Further if $A$ has entries from $\mathbb{Z}_m$, then can we also say that $A^n = 0$ for some positive integer $n$ implies $\det A^n \equiv 0 \mod{m}$?
EDITED TO ANSWER THE NEW QUESTION
Over any commutative ring $R$, the matrix $A\in$Mat$_n(R)$ is invertible if and only if $\det(A)$ is invertible in $R$:
a) If $A$ has inverse then $AA^{-1}=I_n$ implies $\det(A)\det(A^{-1})=1$, so $\det(A)$ is invertible.
b) If $\det(A)$ is invertible, as there exists the adjoint matrix adj$(A)$, which satisfies $$\text{adj}(A)A=\det(A)I_n,$$ we have that $\det(A)^{-1}$adj$(A)=A^{-1}$.
In addition, if $A^n=0$ then $\det(A^n)=(\det A)^n=0$, so if $A$ is nilpotent in Mat$_n(R)$ then $\det(A)$ is nilpotent in $R$, but not necessarily $0$ (unless there are no nontrivial nilpotents in $R$).
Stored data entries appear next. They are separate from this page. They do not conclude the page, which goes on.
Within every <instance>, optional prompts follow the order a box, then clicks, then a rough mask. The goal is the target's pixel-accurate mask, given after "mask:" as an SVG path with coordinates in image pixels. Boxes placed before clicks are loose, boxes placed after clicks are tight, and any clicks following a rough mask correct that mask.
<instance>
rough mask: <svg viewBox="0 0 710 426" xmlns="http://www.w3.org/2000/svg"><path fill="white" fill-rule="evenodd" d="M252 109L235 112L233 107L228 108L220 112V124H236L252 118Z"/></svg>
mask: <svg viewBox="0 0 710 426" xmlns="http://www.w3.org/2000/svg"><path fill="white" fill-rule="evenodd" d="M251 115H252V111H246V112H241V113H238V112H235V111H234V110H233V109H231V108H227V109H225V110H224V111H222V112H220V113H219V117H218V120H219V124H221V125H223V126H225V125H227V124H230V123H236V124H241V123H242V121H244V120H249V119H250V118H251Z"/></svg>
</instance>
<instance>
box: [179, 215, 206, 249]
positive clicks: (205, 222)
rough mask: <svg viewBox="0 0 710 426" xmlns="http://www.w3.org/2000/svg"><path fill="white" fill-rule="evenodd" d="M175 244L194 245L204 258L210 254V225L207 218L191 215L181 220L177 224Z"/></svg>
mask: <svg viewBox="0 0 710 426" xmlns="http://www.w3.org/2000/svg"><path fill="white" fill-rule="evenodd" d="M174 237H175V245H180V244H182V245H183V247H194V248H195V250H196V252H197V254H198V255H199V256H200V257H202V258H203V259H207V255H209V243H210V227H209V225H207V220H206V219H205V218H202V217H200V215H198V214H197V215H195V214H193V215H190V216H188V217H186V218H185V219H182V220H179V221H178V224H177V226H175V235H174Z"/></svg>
The easiest example is a nilpotent element seen as a size-1 matrix (e.g., $2\in\mathbb{Z}_4$). More in general, if $m=p^k$, you can pick the diagonal $(k-1)\times(k-1)$ matrix $A$ with $p$ as diagonal entries, which has $A^k=0$ and $\det(A)=p^{k-1}\neq 0$, e.g. $$\begin{pmatrix}2 & 0 \\ 0 & 2\end{pmatrix}$$ in $\mathbb{Z}_8$.